Era una mañana calurosa de verano del año 2019 e iba caminando solo por una calle desierta de un pueblo de la provincia de Sevilla.
La calle era larga y estrecha, siendo el principio o el final de otras calles perpendiculares, igualmente estrechas, que ascendían y descendían; a ambos lados de la misma sendas larguísimas hileras de casas, altas y bajas, con fachadas encaladas.
La calle también era recta, quebrada y, por donde yo la recorría, curva y suavemente descendente hacia el final. Al principio de esa curva, un hombre de mediana edad estaba sentado en un poyete, casi a ras de una acera estrecha. El frío poyete pertenecía a una casa humilde que se hallaba algo menos de medio metro por debajo del nivel del suelo de la adoquinada calle; la vieja puerta de madera marrón oscuro tenía una hoja abierta y otra cerrada.
El individuo en cuestión, sentado con las piernas cruzadas y las manos en las rodillas, era un fatigado cincuentón, cuyas únicas posesiones parecían ser su vestimenta -camisa, pantalones y zapatos- y una bicicleta aparcada a su lado, contra la pared.
Cuando me estaba aproximando a él, ¡sin conocerme de nada!, pues era la primera vez que nos veíamos, me espetó una sentida y amarga reflexión.
Dijo: "La gente tiene coches, casas... ¡y yo no tengo nada! (con extrañeza): Eso ¿por qué?"
Una respuesta atravesó mi mente como una bola de fuego en el cielo: "Bueno, tú sabrás lo que has hecho con tu vida". Pero no le dije nada porque me pareció inapropiado tanto en el fondo como en la forma.

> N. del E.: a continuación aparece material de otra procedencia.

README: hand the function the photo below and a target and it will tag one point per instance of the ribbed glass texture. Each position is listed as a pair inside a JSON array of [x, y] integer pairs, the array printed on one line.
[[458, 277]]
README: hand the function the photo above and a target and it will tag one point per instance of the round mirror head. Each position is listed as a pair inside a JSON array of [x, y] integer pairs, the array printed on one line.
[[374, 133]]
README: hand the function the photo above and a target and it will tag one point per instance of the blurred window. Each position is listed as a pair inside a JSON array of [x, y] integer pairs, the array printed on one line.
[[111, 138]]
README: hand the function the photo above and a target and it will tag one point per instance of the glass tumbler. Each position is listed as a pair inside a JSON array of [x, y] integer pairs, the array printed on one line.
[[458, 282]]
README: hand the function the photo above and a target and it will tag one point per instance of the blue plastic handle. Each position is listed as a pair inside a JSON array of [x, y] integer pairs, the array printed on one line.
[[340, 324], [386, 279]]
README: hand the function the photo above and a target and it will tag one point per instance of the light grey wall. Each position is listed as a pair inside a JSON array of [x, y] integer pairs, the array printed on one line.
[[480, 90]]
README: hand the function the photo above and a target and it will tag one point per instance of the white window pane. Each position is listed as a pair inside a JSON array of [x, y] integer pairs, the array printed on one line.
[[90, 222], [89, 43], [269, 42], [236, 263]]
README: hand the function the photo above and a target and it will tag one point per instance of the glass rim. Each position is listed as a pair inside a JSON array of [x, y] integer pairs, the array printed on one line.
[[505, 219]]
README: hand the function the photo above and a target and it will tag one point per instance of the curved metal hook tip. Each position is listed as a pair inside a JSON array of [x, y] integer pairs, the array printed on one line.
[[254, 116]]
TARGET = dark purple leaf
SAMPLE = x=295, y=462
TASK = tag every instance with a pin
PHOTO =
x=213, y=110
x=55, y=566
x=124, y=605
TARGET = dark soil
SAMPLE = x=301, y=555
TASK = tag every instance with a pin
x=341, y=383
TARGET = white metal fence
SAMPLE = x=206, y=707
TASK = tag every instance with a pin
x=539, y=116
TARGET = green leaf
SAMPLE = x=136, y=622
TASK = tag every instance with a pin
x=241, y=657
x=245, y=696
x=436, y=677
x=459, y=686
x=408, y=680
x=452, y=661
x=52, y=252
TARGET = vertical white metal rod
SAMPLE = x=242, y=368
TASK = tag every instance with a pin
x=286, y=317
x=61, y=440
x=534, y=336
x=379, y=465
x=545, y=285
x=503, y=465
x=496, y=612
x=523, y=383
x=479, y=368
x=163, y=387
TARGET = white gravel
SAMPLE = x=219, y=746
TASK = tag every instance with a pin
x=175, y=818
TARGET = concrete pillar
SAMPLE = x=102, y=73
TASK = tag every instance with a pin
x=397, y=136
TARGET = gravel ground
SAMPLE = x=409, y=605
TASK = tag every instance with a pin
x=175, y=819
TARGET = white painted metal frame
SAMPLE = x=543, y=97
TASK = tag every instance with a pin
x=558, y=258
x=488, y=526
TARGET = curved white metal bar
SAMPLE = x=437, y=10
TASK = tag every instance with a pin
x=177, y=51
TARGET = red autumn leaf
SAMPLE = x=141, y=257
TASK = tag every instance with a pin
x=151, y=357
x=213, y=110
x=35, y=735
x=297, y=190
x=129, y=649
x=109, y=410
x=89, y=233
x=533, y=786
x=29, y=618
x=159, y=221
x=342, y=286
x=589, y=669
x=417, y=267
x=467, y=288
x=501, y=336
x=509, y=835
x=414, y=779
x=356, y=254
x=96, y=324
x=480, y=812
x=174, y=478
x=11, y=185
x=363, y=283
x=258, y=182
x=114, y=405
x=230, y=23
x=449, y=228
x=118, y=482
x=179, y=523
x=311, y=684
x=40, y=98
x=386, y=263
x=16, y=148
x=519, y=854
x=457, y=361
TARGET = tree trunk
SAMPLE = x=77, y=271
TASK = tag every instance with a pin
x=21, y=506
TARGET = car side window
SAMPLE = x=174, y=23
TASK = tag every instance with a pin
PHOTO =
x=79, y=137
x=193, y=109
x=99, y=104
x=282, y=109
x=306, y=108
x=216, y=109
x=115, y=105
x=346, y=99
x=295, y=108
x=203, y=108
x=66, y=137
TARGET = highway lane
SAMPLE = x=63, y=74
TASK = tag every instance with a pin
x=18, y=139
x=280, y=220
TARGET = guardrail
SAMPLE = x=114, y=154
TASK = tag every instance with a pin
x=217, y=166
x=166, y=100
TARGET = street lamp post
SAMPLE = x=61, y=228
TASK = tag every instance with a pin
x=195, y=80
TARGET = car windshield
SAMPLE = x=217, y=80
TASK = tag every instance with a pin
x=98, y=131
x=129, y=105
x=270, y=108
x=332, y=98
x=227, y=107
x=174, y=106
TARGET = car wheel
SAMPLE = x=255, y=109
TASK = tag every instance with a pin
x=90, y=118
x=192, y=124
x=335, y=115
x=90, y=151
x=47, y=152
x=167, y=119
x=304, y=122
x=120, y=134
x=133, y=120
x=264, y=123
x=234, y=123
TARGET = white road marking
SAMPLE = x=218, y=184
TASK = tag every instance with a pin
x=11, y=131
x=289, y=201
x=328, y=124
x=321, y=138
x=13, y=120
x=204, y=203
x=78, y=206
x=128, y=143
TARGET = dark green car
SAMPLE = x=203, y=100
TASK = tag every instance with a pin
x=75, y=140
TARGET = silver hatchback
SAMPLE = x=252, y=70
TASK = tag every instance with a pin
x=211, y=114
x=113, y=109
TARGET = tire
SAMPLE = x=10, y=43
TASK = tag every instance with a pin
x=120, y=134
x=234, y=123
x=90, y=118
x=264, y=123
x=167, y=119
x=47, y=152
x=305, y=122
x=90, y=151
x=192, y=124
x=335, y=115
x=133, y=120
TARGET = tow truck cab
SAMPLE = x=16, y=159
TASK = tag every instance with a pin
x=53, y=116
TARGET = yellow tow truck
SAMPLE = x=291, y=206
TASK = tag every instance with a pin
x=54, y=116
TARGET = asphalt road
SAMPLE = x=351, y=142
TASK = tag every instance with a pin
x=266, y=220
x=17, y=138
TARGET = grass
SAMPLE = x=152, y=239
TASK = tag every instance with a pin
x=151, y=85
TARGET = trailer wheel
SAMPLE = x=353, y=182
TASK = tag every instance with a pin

Estupefacto y confuso, asentí con la cabeza, siguiéndole la corriente como si fuera un loco, para inmediatamente alejarme de él, girando el cuerpo, moviendo los pies como un consumado bailarín.
¿Esperaba quizás que le llenara los bolsillos de monedas y billetes de banco para compensarle por lo que la vida le había negado?
Oh, chico, ni era Navidad ni yo era ni soy Santa Claus.